(Clearwisdom.net)

Fa-Study Experience

Not being able to calm my heart to study the Fa had been continuously bothering me. Almost every time I studied the Fa I approached it as if I was finishing up a chore. I didn't know what I had been reading even after reading the book for quite a while. Failing to change this situation over time, I became very upset with myself.

I made up my mind to study the Fa seriously, not targeting any specific quantity or duration of reading. Even if I only read a short section, I would approach it seriously and read it well. I told myself to have respect for the Fa, to put aside all mentalities of pursuit, and to put down everything I was doing. I thought to myself, "Now I'm about to do a most sacred thing."

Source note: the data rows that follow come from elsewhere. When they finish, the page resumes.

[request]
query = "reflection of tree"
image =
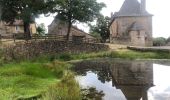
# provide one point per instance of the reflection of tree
(92, 94)
(101, 68)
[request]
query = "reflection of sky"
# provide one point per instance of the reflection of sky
(161, 90)
(110, 92)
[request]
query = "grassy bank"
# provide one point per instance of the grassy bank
(49, 77)
(30, 79)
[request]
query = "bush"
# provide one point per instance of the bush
(160, 41)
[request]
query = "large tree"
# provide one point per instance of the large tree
(77, 10)
(25, 10)
(101, 27)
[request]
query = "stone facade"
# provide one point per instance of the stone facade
(33, 49)
(17, 27)
(59, 27)
(132, 25)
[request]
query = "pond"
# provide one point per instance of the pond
(111, 79)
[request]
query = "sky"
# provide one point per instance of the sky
(159, 8)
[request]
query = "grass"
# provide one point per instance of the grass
(124, 54)
(66, 89)
(48, 75)
(28, 79)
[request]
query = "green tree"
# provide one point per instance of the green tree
(77, 11)
(25, 10)
(41, 29)
(101, 27)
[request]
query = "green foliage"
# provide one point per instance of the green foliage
(24, 80)
(168, 40)
(160, 41)
(25, 10)
(41, 29)
(101, 27)
(67, 89)
(77, 11)
(29, 79)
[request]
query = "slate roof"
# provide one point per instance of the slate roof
(136, 27)
(130, 8)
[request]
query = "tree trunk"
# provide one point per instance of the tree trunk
(69, 30)
(27, 31)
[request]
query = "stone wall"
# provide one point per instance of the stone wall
(120, 27)
(32, 49)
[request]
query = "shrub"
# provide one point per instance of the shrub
(160, 41)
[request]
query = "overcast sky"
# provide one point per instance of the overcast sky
(159, 8)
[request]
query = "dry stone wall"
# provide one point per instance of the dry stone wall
(32, 49)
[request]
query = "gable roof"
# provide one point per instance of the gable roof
(136, 27)
(130, 8)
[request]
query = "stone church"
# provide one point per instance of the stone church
(132, 24)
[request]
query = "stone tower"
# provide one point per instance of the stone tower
(132, 24)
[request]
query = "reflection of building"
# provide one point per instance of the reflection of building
(133, 78)
(16, 27)
(132, 25)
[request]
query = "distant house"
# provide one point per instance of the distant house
(16, 27)
(59, 27)
(132, 25)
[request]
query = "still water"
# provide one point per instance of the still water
(110, 79)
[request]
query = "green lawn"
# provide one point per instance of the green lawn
(26, 79)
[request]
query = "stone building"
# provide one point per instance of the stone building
(59, 27)
(16, 27)
(132, 25)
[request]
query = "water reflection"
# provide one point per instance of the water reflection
(119, 80)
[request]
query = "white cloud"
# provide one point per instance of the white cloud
(159, 8)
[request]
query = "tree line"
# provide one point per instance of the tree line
(71, 11)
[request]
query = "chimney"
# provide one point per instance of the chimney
(143, 5)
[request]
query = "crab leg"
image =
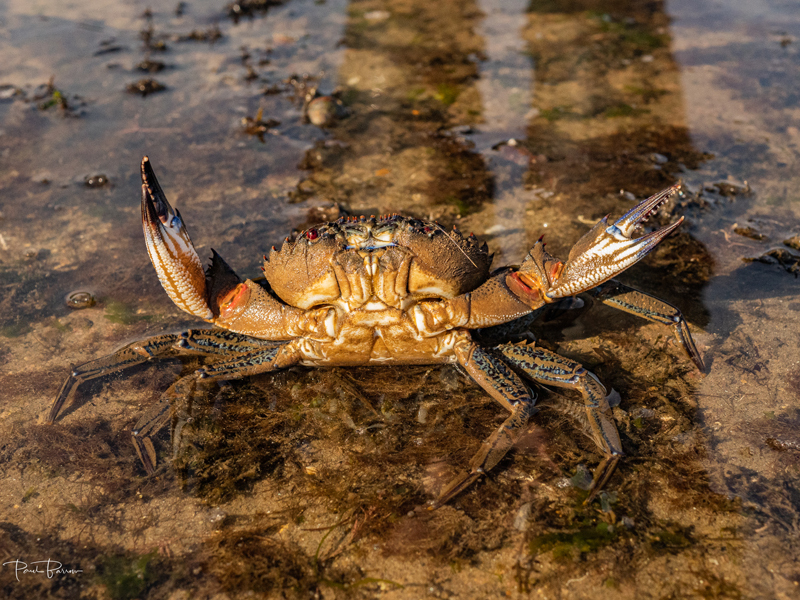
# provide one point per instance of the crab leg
(549, 368)
(603, 252)
(132, 354)
(620, 296)
(194, 341)
(507, 389)
(272, 357)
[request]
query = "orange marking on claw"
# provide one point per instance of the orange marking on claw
(523, 286)
(555, 271)
(234, 299)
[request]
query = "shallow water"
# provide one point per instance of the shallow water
(300, 484)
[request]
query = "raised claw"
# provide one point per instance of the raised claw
(603, 252)
(170, 248)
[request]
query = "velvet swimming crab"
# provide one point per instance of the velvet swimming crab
(390, 290)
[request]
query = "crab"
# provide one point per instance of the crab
(389, 290)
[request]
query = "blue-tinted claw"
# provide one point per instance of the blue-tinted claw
(171, 250)
(602, 253)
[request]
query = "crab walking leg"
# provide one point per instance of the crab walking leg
(157, 416)
(552, 369)
(280, 356)
(507, 389)
(194, 341)
(620, 296)
(132, 354)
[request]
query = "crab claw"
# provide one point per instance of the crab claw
(603, 252)
(170, 248)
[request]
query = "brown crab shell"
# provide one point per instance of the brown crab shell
(443, 265)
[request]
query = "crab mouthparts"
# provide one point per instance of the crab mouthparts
(370, 244)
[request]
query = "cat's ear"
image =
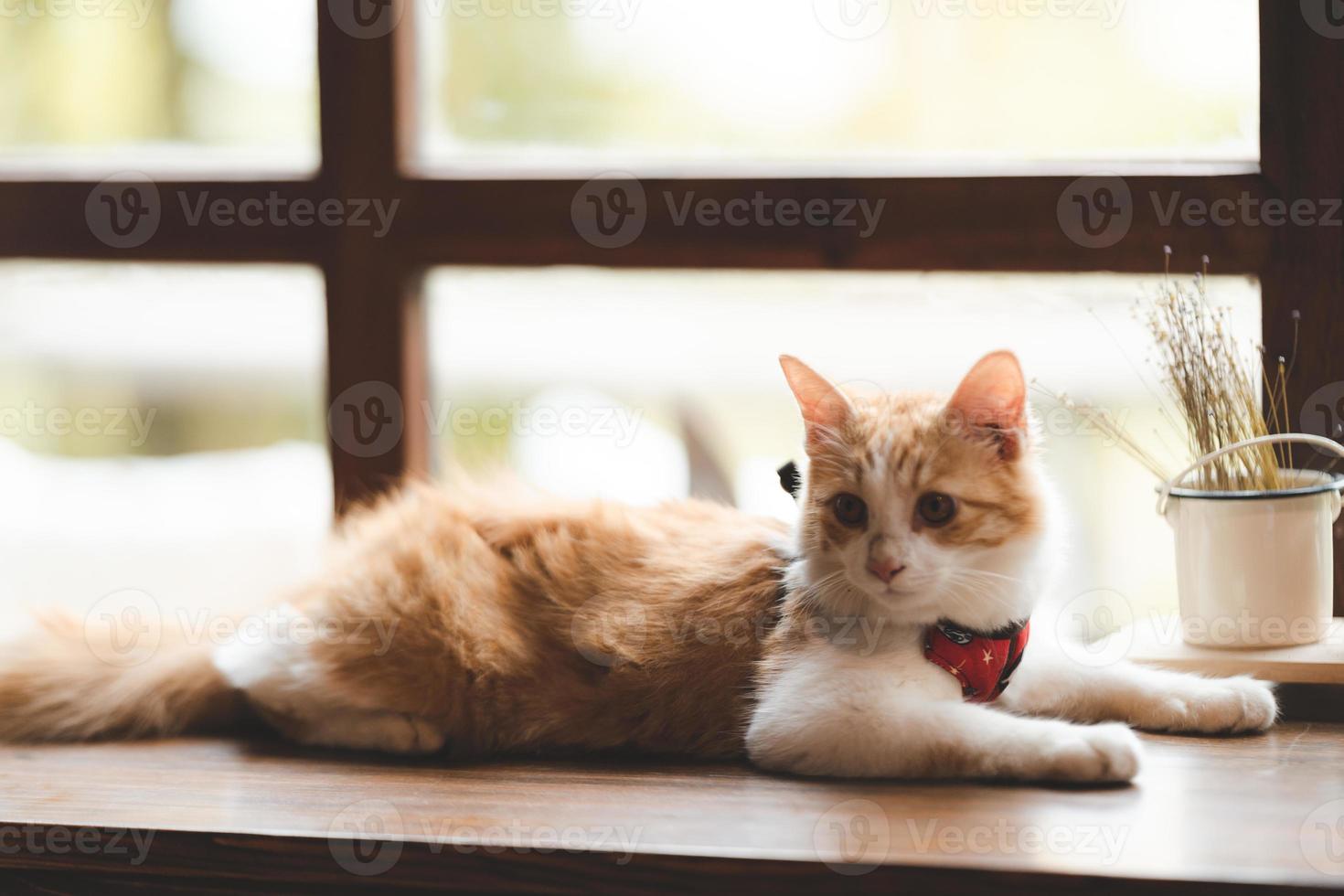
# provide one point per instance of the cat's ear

I encountered considerable difficulty at the beginning. I was not able to concentrate. I had to read a sentence several times to understand it. As soon as my mind wandered off, I immediately read it again until I could grasp what I had been reading. Sometimes it took me three to four hours to read one lecture, but I read it seriously with my mind focused on reading. When the reading was good, I felt my whole thinking and each cell of my body connecting to the words in the book, to the point where it was difficult to have my mind wander off. Reading the book this way for several days, I discovered that my mind seldom wandered off, and the constant re-reading of the same sentences occurred less often. My speed of reading also kept improving. Moreover, I was able to read other Dafa books, such as Teacher's articles, with a more concentrated mind. I studied the Fa well, so my mind was tranquil. When I did something I did it with great concentration. I enlightened to the understanding that a distracted state of mind while studying the Fa is due to interference by evil beings. Reading the Fa over and over again is actually rectifying these beings with the Fa.

The above is my personal understanding; please kindly correct me if there's anything improper.

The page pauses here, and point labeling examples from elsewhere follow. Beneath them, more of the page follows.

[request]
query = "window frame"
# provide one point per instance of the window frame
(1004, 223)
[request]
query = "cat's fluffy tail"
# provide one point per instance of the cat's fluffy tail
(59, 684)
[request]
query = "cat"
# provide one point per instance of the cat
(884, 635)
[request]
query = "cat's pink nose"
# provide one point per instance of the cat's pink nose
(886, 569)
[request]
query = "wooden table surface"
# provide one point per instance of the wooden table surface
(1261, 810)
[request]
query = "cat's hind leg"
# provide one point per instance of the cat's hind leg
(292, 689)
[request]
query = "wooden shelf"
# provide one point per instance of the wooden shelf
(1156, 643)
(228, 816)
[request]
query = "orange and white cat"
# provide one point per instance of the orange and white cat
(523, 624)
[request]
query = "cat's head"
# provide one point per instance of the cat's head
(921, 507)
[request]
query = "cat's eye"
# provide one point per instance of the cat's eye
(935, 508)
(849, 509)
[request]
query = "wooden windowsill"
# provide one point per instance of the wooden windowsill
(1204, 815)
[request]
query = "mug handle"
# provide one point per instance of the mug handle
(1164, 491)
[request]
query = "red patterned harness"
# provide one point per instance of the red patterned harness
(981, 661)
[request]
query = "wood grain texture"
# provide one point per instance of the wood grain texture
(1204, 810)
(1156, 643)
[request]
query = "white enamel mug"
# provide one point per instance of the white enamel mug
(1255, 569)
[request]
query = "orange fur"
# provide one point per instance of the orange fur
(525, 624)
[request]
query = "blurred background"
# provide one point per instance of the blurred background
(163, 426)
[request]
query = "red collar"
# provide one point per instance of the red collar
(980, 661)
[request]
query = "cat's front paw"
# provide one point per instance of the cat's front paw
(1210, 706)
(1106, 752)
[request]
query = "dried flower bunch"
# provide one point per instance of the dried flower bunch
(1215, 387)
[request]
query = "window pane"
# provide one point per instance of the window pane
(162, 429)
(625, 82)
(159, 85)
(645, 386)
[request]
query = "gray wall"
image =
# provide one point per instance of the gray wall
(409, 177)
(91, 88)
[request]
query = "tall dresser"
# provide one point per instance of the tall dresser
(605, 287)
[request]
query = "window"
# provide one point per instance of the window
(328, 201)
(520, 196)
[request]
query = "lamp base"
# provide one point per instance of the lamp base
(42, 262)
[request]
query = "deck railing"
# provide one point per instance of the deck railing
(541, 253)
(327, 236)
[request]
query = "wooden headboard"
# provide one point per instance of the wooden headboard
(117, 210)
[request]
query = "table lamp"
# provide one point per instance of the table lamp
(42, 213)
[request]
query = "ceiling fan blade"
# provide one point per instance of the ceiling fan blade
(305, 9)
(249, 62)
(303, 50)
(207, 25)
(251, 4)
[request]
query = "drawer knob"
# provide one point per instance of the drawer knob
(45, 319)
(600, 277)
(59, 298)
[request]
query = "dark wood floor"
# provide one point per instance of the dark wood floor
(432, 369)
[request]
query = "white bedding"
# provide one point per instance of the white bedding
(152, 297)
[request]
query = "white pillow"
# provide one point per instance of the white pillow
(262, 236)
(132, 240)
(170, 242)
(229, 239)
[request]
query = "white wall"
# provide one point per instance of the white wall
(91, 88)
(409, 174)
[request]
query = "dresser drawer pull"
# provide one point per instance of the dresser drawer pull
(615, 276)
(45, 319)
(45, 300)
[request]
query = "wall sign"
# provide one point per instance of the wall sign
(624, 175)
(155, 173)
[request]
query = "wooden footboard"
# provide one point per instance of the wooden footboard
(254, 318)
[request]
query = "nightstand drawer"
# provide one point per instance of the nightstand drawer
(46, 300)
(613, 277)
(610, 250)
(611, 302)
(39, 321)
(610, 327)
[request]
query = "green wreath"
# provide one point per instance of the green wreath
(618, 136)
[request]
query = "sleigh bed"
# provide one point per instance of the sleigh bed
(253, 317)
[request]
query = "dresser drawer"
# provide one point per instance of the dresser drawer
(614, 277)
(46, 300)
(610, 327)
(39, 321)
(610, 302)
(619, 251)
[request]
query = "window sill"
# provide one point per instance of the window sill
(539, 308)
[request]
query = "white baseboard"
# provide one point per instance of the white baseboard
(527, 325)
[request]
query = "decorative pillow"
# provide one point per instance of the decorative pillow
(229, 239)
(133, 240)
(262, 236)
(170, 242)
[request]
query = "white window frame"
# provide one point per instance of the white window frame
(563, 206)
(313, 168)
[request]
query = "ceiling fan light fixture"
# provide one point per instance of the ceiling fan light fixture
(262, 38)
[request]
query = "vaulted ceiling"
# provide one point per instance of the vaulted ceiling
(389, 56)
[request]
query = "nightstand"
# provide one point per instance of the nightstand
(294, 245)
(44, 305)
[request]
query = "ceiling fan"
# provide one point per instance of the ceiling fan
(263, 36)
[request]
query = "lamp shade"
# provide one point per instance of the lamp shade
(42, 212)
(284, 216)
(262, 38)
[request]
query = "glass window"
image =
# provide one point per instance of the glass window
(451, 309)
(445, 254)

Reciting "Lunyu" When My Mind Is in Turmoil

I'm a new practitioner. Teacher said, "This Fa is just so precious. No matter whether it's the lectures I gave in person or the explanations that you consider very detailed, what I expound on are all things in Zhuan Falun. Everything discussed in Zhuan Falun is, at the same time, encompassed by Lunyu." (Unofficial translation from Lecture at the Western United States Fa Conference) Therefore I started to memorize "Lunyu". ("Lunyu" appears as the preface in Falun Dafa books)

Afterwards in my cultivation, whenever my mind became restless or my righteous thoughts faltered while at work or in other environments, I would recite "Lunyu" by heart three times. While reciting, with each word it seemed as if my heart became a bit cleaner. Reciting "Lunyu" three times this way, I have been able to face even the most pressing issues with a calm mind. This is my testimony to Dafa's mighty power.